How to write a good incident postmortem

17 March 2023 — Published originally on blog.arkency.com

How to write a good incident postmortem

Sometimes, not everything goes smooth when introducing changes in your application. When it happens, you introduce hotfix as soon as possible, usually followed by the coldfix. Such situations are great to take a learning from.

Purpose

The postmortem serves a purpose of finding the root cause of an incident, providing insights to the team to make the system more resilient in the future.

It ain't cheap

It costs time, but you should consider this as an investment. Sometimes it can be hard to find the origin of the problem which occurred in your system. However, fixing the effects of incident without deep understanding of its origin is putting patches on patches.

Losing control

Every incident in the system makes management think that you don't have control. This can have several outcomes which you may want to avoid:

adding more checks like mandatory pre–deployment review
adding new policies, e.g. no commits to master branch
adding yet another supervisor to decide whenever you can introduce changes

Regaining control

We're already responsible developers. Postmortem is a great way to mitigate all the doubts and propose reasonable solutions to prevent further issues.

How to postmortem

Here's not very opinionated list of elements the postmortem should consists of. Remember about the most important outcome of it: to make a change and improve both your system and organization.

Title

Brief description of what happened, e.g. Cat gifs library RuntimeError.

Status

To inform whether it's resolved or not.

Severity

State how severe this issue was to your platform, if your organization has this formalized, follow accordingly, e.g. HIGH AF.

Commander

Who is responsible for the investigation, e.g. Andy Dwyer.

First occurrence

When the issue occurred, eg. 2023-02-28 15:03:45 UTC, maybe followed by a link to favorite bugtracker.

Description

A bit broader on what really happened: Broken cat images generation, 1410 of our customers were disappointed on not getting cute cat images while visiting our website.

Communication channel

Where did you perform the investigation, it can be a link to slack thread, issue on the one–who–must–not–be–named Jira, whatever works in you organization.

Reason

Describe what exactly happened, as detailed as possible:

the package cutecatgifs should live under /usr/bin since it's installed as a system package,
the gem cutecatgifs-binary has been removed from Gemfile since it was duplicating the feature already living in the system under /usr/bin,
unfortunately, due to gem itself being present in the Docker image, but no longer in the Gemfile, library called CuteCatGifsComposer tried to use the cutecatsgifs-binary bin wrapper instead of system–wide package.

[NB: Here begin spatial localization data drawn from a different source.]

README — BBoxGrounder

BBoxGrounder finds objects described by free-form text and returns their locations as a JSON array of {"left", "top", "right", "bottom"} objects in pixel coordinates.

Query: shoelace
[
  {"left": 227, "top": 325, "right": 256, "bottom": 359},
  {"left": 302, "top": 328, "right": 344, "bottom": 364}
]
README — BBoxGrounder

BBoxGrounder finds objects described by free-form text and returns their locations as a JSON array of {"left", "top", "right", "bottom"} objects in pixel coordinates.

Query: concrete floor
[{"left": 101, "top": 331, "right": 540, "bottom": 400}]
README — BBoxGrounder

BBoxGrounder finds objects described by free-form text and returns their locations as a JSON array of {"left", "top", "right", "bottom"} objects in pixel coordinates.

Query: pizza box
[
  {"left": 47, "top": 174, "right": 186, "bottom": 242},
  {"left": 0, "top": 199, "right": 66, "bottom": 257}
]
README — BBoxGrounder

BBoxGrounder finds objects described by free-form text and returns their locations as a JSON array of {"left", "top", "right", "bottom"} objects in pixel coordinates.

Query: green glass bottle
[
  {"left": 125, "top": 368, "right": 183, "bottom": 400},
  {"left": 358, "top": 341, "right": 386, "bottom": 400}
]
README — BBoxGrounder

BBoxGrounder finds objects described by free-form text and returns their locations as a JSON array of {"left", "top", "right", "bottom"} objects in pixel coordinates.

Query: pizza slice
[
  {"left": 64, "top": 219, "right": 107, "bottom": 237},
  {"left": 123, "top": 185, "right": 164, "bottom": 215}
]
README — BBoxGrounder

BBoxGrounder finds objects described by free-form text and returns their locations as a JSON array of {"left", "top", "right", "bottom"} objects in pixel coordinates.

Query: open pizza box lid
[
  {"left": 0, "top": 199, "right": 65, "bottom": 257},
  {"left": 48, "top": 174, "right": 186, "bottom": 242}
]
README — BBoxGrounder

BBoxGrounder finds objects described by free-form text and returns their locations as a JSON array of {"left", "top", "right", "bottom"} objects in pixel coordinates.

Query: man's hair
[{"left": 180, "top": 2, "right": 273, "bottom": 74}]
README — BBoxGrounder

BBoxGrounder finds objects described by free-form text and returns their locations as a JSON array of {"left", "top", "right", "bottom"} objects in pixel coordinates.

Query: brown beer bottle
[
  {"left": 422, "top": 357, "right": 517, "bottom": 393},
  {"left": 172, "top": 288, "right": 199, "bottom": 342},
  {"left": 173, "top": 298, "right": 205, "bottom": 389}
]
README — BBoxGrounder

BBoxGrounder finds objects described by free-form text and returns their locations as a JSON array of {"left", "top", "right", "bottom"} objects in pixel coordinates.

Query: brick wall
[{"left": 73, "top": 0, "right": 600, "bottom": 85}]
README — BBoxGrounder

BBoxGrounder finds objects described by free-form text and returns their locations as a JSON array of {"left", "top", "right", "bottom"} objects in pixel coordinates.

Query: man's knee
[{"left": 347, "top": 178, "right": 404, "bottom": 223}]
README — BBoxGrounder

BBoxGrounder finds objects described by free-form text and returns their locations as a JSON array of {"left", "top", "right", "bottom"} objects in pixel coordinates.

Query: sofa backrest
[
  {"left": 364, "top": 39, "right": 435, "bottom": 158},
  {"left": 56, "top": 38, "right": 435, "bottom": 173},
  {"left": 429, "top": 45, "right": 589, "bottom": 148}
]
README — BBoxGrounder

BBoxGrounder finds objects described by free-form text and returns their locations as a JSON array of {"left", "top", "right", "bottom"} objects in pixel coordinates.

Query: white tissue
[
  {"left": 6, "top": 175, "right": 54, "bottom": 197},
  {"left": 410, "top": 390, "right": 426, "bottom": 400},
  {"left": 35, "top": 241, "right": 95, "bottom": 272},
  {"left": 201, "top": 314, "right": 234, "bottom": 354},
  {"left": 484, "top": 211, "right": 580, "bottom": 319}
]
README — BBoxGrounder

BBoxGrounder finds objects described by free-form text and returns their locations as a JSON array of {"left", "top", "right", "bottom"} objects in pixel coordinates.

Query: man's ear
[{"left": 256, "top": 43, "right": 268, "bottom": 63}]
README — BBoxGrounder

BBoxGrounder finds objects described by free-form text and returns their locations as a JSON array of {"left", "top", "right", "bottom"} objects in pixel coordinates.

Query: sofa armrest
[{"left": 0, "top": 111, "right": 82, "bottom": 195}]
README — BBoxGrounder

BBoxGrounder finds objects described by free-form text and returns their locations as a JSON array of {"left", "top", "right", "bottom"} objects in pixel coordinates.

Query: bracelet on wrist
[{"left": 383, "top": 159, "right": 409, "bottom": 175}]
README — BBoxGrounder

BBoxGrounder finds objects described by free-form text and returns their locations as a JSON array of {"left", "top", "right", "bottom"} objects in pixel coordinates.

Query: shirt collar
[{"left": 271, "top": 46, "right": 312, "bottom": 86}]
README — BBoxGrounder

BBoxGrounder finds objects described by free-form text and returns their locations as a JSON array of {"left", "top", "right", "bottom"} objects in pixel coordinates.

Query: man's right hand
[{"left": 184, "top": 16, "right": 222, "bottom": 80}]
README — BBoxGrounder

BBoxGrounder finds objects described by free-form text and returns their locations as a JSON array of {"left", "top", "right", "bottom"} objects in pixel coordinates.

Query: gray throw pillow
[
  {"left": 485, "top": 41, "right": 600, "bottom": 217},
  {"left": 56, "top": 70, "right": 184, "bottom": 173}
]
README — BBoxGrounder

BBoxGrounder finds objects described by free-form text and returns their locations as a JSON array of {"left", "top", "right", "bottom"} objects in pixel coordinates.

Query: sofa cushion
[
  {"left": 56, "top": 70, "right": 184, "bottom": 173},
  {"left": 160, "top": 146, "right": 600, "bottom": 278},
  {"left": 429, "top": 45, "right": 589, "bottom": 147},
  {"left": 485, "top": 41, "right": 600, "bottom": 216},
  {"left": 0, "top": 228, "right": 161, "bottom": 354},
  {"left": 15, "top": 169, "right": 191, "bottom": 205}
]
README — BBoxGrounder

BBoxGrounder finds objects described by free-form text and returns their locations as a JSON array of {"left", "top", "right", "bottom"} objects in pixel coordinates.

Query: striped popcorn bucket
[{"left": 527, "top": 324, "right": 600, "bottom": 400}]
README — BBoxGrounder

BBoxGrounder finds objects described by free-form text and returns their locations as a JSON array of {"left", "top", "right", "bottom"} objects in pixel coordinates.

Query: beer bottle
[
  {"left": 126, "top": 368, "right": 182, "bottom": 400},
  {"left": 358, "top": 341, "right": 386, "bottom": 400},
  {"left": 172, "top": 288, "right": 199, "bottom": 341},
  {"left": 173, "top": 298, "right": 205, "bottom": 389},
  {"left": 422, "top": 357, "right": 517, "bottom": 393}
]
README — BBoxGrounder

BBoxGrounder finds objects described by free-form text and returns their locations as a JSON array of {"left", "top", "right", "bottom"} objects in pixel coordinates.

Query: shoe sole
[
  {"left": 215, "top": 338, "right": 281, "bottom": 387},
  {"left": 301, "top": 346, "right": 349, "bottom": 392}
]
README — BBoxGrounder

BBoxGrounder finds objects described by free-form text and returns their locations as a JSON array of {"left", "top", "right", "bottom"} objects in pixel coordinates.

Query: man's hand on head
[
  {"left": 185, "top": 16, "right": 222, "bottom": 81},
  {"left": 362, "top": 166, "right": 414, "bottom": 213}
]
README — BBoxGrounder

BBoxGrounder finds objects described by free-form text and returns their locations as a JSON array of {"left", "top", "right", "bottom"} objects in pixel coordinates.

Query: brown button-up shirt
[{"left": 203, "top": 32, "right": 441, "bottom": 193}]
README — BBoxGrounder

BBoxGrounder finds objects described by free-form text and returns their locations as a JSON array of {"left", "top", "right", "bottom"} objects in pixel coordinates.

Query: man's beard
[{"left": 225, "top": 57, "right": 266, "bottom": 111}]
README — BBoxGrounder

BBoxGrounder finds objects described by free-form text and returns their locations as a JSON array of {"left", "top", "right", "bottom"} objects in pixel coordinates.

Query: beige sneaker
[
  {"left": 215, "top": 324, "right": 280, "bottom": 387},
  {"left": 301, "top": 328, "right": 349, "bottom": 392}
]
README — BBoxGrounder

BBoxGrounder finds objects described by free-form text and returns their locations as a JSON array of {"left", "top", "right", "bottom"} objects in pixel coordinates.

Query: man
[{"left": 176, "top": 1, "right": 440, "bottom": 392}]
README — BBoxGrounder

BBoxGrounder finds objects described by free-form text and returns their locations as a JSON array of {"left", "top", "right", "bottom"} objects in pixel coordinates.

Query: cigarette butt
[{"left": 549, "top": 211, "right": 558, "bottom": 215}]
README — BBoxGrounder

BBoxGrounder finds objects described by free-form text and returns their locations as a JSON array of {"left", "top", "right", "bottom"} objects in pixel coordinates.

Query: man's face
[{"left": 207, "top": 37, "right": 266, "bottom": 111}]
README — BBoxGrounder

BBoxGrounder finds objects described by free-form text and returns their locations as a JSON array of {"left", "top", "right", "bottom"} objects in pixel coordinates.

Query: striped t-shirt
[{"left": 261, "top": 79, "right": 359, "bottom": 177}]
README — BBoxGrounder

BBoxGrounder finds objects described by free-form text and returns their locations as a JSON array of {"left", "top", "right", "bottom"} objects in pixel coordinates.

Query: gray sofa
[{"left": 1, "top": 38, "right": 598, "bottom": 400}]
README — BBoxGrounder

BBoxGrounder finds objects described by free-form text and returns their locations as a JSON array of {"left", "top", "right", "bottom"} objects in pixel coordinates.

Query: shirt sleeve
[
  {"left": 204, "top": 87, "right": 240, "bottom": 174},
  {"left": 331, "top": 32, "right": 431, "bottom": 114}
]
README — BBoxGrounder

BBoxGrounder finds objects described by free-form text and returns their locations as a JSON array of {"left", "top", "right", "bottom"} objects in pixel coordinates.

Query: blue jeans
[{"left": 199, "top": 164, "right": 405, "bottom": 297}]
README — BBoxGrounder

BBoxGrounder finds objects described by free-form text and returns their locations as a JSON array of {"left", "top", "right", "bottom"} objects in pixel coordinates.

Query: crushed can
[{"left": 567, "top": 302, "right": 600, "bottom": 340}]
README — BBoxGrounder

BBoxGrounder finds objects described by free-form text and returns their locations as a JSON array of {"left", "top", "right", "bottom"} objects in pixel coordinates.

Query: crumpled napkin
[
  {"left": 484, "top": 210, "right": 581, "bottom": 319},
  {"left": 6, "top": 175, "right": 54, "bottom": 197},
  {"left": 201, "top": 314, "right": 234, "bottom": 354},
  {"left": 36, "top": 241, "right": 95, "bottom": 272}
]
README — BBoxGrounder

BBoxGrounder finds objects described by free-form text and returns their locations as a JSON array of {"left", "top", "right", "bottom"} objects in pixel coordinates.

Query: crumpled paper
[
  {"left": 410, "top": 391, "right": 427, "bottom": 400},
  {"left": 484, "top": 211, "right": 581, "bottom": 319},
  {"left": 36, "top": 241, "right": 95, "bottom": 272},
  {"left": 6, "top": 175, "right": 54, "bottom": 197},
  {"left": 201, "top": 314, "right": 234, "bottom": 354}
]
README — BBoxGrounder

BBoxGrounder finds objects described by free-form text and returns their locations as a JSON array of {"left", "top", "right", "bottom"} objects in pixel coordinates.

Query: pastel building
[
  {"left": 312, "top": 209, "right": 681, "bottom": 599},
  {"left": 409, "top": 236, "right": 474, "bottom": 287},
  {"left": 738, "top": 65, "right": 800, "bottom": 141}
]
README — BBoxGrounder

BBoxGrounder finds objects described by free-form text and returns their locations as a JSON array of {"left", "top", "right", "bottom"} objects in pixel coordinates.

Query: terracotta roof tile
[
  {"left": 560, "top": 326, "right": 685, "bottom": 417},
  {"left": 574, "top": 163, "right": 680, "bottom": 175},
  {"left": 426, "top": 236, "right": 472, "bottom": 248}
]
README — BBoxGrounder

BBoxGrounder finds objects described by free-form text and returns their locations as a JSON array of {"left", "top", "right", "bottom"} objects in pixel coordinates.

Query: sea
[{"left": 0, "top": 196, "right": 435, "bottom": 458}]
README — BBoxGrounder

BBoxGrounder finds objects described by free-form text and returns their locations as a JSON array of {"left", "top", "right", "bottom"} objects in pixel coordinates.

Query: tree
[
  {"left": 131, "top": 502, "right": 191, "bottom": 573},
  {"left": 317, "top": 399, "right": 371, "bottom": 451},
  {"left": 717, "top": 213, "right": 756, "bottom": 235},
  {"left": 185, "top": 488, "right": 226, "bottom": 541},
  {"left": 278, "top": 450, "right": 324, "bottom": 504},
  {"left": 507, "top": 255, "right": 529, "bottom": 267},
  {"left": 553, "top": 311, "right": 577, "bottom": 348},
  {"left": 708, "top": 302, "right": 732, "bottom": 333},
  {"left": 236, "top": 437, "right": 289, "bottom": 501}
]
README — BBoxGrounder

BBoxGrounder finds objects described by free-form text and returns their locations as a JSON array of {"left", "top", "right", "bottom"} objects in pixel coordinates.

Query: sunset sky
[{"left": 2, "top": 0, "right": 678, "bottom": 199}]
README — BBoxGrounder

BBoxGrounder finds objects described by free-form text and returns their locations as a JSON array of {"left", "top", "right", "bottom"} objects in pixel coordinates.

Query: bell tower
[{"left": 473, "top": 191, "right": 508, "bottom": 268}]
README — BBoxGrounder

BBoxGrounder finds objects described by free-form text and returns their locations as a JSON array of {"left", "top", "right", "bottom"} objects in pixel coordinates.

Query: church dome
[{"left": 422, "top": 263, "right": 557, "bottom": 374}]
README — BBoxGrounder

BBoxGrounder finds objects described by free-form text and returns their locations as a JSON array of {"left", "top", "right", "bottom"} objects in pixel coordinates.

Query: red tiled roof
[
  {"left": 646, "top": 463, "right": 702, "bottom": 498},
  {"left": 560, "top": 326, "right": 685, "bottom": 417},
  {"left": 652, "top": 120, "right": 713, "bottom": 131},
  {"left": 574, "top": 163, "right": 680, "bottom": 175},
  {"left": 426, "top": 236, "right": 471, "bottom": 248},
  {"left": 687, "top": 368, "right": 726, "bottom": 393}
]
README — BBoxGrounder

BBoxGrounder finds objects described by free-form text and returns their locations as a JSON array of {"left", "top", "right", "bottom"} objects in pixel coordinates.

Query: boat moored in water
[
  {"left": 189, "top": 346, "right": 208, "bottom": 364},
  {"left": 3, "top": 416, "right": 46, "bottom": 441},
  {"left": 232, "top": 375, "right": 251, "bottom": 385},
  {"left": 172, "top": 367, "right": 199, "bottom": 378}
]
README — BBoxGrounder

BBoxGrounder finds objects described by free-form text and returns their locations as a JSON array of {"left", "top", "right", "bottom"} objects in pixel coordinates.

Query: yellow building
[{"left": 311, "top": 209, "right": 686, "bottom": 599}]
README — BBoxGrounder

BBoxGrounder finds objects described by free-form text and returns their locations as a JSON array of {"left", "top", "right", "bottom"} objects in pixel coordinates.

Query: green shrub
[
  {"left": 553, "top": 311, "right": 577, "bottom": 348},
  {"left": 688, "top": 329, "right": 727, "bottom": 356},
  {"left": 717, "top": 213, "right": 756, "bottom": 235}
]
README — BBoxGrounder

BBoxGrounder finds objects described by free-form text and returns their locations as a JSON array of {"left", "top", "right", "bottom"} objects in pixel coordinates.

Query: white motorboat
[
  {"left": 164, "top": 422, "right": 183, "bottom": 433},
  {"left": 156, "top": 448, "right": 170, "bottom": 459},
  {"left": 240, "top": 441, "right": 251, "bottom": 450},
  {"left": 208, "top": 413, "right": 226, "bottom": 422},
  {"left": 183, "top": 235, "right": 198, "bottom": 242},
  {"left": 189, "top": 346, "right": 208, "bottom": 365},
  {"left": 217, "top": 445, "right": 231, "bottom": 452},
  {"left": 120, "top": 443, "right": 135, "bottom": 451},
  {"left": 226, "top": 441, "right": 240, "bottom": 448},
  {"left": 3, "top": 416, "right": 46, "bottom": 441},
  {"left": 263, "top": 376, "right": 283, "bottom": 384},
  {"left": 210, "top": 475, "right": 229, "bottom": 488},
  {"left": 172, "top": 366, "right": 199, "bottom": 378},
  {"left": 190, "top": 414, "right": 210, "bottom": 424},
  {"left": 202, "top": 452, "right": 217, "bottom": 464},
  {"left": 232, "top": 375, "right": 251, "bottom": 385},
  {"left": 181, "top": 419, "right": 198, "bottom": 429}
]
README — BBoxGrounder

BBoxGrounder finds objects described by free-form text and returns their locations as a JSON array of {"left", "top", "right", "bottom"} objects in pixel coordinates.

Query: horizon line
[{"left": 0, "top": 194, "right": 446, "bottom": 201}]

This happened since cutecatgifs-binary was present earlier in the $PATH: usr/local/yourfavouritrrubyversionmanager/gems/ruby-2.7.7/bin:/usr/local/bin:/usr/bin,
it was expected that binstub won't be present in a new deployment.

Fix

Describe how you've resolved the issue: reverting the changes in Gemfile and Gemfile.lock resolved the issue.

Summary

TL;DR for the lazy people with key points taken:

Incorrect, non–existing in the bundle binary was called causing RuntimeError,
Binary path was resolved incorrectly because bundle exec which cutecatgifs returned its path based on $PATH which was prepended by binstubs directory.

Prevention

Describe in points how similar issues can be avoided in the future, it serves a purpose of improving your development process and system itself:

Avoid shared state coming from Docker image which contributed to the issue
Add automated post–deployment check whether cute cat gif appears on the website after deployment
Reduce deployment time from 40 to 4 minutes, so only few people wouldn't see the picture of a cat, rather than 1410, due to quick revert

Plot twist

This is based on a true story. What's even more funny is the fact that the development process consisted of all the points mentioned in Losing Control paragraph. It lacked the most important one: ability to act quickly when the issue occurs. Mistakes will happen, especially if taking the risk is cheaper than preventing all the edge cases.

But it's a topic for a different story.